Other Outputs

The Lightly Worker produces various files which can be used for debugging or further processing the selected samples. To access the generated files, you must mount a local volume to the docker container when starting the Lightly Worker.

Replace the MY_PATH_TO_OUTPUT_DIRECTORY with the absolute paths to local directories where you want to have the output.

docker run --shm-size="1024m" --gpus all --rm -it \
	-e LIGHTLY_TOKEN="MY_LIGHTLY_TOKEN" \
	-e LIGHTLY_WORKER_ID="MY_WORKER_ID" \
	-v "MY_PATH_TO_OUTPUT_DIRECTORY":/output_dir \
	lightly/worker:latest
  • data/: The data directory contains everything to do with data.

    • embeddings.csv contains the computed embeddings for all input samples used in selection (including datapool samples, excluding corrupt or duplicate samples).
    • selected_embeddings_including_datapool.csv contains the embeddings of all selected samples (including preselected datapool samples).
    • If selected_sequence_length > 1, there will be a sequence_information.json file with information about the selected sequences (filenames, video frame timestamps, etc.). Head to Sequence Selection for more details on sequence selection.
  • filenames/: This directory contains lists of filenames of the corrupt images, removed images, selected images, and the removed images because they have an exact duplicate in the dataset.

  • plots/: A directory containing the plots which were produced for the report.

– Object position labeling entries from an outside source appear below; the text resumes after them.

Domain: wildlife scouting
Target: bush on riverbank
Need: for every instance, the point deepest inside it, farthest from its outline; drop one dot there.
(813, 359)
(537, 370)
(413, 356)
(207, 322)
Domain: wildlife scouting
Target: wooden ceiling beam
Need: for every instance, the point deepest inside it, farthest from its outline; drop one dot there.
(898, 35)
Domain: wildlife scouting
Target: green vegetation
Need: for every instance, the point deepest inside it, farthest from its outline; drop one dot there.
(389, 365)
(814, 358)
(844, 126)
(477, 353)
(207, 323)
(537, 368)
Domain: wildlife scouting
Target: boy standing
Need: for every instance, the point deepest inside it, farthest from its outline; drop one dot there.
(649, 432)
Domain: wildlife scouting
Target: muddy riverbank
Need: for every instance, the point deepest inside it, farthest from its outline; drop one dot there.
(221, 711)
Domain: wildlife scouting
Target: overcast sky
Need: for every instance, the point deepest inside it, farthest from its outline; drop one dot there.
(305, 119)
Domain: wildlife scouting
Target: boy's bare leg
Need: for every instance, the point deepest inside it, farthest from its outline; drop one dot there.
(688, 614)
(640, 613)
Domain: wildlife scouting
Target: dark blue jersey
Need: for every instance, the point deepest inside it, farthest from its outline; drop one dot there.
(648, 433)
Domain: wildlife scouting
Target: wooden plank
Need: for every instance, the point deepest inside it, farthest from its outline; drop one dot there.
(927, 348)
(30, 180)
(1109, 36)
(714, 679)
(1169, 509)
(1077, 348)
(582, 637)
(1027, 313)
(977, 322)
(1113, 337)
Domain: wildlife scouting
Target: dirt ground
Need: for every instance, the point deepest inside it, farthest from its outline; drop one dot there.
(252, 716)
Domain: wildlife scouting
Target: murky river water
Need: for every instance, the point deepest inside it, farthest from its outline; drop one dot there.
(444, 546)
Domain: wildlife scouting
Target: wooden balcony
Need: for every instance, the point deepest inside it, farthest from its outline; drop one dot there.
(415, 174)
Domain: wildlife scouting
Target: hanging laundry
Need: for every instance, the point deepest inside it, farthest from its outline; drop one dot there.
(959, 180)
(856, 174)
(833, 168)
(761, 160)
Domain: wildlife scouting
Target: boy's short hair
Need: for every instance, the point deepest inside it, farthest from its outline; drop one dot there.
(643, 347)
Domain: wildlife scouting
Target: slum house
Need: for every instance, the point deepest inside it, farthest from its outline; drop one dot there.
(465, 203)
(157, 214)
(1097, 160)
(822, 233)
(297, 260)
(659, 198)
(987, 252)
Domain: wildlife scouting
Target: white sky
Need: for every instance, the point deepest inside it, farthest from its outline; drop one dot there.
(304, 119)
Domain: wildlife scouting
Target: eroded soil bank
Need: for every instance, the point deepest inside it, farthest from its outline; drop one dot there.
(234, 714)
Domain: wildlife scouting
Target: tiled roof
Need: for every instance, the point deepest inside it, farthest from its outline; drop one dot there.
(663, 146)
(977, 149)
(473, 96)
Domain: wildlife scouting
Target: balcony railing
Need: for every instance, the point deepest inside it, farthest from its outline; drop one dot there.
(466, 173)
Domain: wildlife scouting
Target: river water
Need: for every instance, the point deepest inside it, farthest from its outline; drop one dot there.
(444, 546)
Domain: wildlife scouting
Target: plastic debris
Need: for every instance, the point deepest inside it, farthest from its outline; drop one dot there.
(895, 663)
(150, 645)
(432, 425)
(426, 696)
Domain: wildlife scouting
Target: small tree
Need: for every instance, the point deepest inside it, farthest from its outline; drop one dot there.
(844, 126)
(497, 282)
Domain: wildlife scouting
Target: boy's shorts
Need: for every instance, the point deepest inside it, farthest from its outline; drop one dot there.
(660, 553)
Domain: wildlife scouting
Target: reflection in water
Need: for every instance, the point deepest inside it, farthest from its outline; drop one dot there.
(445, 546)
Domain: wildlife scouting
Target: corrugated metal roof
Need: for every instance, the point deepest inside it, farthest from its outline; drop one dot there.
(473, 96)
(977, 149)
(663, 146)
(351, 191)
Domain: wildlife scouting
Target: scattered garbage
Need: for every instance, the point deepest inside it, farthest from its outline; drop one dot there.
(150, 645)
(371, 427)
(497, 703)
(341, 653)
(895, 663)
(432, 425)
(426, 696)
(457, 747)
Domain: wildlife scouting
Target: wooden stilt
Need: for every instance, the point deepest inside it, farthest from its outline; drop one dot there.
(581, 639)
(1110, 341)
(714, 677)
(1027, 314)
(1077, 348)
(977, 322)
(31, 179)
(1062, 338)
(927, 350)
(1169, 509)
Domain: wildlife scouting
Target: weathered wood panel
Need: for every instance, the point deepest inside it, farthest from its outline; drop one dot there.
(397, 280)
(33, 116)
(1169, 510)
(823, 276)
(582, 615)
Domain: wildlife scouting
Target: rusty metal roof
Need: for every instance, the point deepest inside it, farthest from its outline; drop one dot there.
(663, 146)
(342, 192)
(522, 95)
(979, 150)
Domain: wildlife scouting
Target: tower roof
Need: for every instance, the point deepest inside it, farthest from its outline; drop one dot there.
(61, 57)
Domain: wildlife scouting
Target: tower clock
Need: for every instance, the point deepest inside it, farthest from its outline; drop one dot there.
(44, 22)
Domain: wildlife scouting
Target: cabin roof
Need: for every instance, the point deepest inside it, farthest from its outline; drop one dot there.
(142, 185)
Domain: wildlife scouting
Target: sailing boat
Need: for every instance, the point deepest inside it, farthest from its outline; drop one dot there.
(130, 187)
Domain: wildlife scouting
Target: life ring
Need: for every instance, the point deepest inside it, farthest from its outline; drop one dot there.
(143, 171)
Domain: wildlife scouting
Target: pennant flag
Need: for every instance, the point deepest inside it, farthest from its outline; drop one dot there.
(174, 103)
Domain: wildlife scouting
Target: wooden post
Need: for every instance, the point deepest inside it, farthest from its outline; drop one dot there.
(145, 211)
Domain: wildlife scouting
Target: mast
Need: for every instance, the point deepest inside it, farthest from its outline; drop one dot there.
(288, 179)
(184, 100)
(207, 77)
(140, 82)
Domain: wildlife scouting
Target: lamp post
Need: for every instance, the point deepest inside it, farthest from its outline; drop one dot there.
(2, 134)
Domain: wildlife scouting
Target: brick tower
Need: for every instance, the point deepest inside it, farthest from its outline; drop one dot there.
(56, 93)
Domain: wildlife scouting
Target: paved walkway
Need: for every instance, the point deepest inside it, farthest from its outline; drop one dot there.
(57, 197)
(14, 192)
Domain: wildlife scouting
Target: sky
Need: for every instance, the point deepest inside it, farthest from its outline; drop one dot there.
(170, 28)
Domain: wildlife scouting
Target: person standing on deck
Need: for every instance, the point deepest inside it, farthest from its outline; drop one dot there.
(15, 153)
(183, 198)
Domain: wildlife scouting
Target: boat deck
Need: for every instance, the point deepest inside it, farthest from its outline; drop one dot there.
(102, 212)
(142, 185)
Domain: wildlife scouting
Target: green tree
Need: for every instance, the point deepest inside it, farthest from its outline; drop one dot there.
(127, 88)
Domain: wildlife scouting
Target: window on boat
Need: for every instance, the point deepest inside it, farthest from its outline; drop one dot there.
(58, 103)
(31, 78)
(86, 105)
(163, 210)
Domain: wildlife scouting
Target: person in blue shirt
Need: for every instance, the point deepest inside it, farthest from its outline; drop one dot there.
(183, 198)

  • log.txt: The logs described in Debugging for more information.

  • lightly_epoch_X.ckpt: Checkpoint with the trained model weights. See also Train a Self-Supervised Model.

  • report.pdf: The report described in Report.

Below you will find a typical output folder structure.

MY_PATH_TO_OUTPUT_DIRECTORY/
├── data
│   ├── al_score_embeddings.csv
│   ├── bounding_boxes.json
│   ├── bounding_boxes_examples
│   ├── embeddings.csv
│   ├── normalized_embeddings.csv
│   ├── sampled
│   ├── selected_embeddings.csv
│   └── sequence_information.json
├── filenames
│   ├── corrupt_filenames.txt
│   ├── duplicate_filenames.txt
│   ├── removed_filenames.txt
│   └── sampled_filenames_excluding_datapool.txt
├── lightly_epoch_X.ckpt
├── plots
│   ├── distance_distr_after.png
│   ├── distance_distr_before.png
│   ├── filter_decision_0.png
│   ├── filter_decision_11.png
│   ├── filter_decision_22.png
│   ├── filter_decision_33.png
│   ├── filter_decision_44.png
│   ├── filter_decision_55.png
│   ├── pretagging_histogram_after.png
│   ├── pretagging_histogram_before.png
│   ├── scatter_pca.png
│   ├── scatter_pca_no_overlay.png
│   ├── scatter_umap_k_15.png
│   ├── scatter_umap_k_15_no_overlay.png
│   ├── scatter_umap_k_5.png
│   ├── scatter_umap_k_50.png
│   ├── scatter_umap_k_50_no_overlay.png
│   ├── scatter_umap_k_5_no_overlay.png
├── report.json
└── report.pdf